Moreno also identified appellant, albeit not 100 percent positively (it "looks like him" from his "size"), as the person who later that night got into and out of Loya's car before the murder. He identified Loya as the person with appellant walking back and forth on the sidewalk in front of his yard. The surveillance videos captured Loya's car traveling back and forth in front of Moreno's property shortly before the murder right after appellant entered the car. Appellant is seen in the video on a telephone call in front of Moreno's property shortly before the murder and getting into Loya's car with the equipment bag. Videos retrieved from a neighboring commercial establishment recorded Loya's car turning the corner at 71st and Central, one-half block from the murder scene, one minute after the murder. Moreno testified that the person running through the neighborhood in the videos right after the murder "looks like Mr.
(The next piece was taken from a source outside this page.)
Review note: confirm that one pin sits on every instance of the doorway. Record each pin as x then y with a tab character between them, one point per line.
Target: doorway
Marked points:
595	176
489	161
Nery."
Loya's cell phone had three messages from appellant on it the next day, two of which were texts which said, "call me." The Moreno video shows the man identified as appellant carrying the equipment bag as he enters Loya's car before the drive west on 71st Street before the murder. Then, there are appellant's own actions. By his own admission, after the murder, he destroyed his phone.
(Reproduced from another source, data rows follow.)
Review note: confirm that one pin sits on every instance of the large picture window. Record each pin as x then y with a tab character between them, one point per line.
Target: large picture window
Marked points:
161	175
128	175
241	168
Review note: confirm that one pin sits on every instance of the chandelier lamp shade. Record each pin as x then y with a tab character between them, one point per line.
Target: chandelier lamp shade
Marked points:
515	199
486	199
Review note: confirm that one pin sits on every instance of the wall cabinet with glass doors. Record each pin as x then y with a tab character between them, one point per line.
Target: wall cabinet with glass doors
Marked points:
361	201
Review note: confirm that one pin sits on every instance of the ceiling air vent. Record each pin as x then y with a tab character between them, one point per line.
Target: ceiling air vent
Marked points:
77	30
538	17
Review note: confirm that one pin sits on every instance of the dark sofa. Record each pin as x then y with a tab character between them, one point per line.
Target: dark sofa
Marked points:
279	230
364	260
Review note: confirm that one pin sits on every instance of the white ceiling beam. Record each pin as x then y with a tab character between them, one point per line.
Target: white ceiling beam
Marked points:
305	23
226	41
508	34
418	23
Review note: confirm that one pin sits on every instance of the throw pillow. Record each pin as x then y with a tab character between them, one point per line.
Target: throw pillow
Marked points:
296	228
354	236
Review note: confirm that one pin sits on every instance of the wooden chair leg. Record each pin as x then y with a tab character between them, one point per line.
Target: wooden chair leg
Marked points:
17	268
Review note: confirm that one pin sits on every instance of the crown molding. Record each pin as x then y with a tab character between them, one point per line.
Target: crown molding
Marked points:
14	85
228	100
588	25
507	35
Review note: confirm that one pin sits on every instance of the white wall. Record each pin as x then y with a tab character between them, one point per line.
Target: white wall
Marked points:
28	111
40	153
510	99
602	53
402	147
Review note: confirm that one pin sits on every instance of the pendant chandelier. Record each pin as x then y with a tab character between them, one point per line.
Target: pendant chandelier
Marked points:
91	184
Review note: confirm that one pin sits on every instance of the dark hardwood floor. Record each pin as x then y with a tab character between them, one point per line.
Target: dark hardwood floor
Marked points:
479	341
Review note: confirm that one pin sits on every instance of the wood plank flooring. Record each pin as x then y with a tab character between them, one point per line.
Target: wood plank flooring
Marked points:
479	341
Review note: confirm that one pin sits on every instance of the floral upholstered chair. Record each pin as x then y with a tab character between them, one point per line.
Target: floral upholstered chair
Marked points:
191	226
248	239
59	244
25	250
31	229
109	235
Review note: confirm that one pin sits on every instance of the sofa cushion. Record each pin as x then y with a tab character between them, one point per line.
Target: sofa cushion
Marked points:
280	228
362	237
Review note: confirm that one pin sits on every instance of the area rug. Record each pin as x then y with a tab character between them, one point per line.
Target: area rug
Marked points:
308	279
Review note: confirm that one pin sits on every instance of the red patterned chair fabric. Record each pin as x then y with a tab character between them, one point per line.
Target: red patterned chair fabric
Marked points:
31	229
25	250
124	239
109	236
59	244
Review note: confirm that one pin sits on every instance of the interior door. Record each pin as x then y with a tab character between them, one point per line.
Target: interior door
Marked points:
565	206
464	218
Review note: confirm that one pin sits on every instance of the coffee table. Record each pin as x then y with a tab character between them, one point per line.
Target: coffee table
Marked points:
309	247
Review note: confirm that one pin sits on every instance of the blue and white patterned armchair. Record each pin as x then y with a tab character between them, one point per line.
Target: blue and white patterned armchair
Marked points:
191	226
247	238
The independent evidence establishes directly and circumstantially that appellant had the opportunity and means to commit the murder. According to Moreno and Williams, he had lived many years in the neighborhood, allowing the inference that he was familiar with the alley where the murder took place. According to Williams, the car with the shooter was "similar" to a photograph of Loya's car and the rifle she saw resembled an AK-47. According to the Moreno videos and Moreno's identification, appellant was in the neighborhood right before the murder and recorded running away from the direction of the alley right after the murder. Someone using his phone left text messages to "call me" on Loya's phone on the morning after the murder, allowing the inference that appellant called about covering up his participation in the murder. Right before the murder he was recorded putting the bag later found at the scene of the murder with AK-47 ammunition in Loya's car. The murder was committed with bullets compatible with AK-47 rifles. Appellant's DNA was possibly mixed with Perez's on the AK-47 ammunition in the bag. That appellant destroyed his phone after the murder supports the inference that he was trying to hide incriminating evidence on the phone.
Appellant argues that the video evidence was too vague, blurry, and dark to be reliable. In particular, he argues that the El Chapo t-shirt appellant wore in the afternoon could not be clearly seen on the nighttime videos, rendering any nighttime identification based on the t-shirt unreliable. However, Moreno had known appellant for many years and based his nighttime identification not on the t-shirt, but on appellant's shape and size, not an unreasonable point of identification given that they worked out together in Moreno's backyard.
We conclude the independent evidence is sufficient to corroborate Perez's and Loya's testimony.
DISPOSITION
The judgment is affirmed.
We concur: WILEY, J., OHTA, J. [*]
[*] Judge of the Los Angeles Superior Court, assigned by the Chief Justice pursuant to article VI, section 6 of the California Constitution.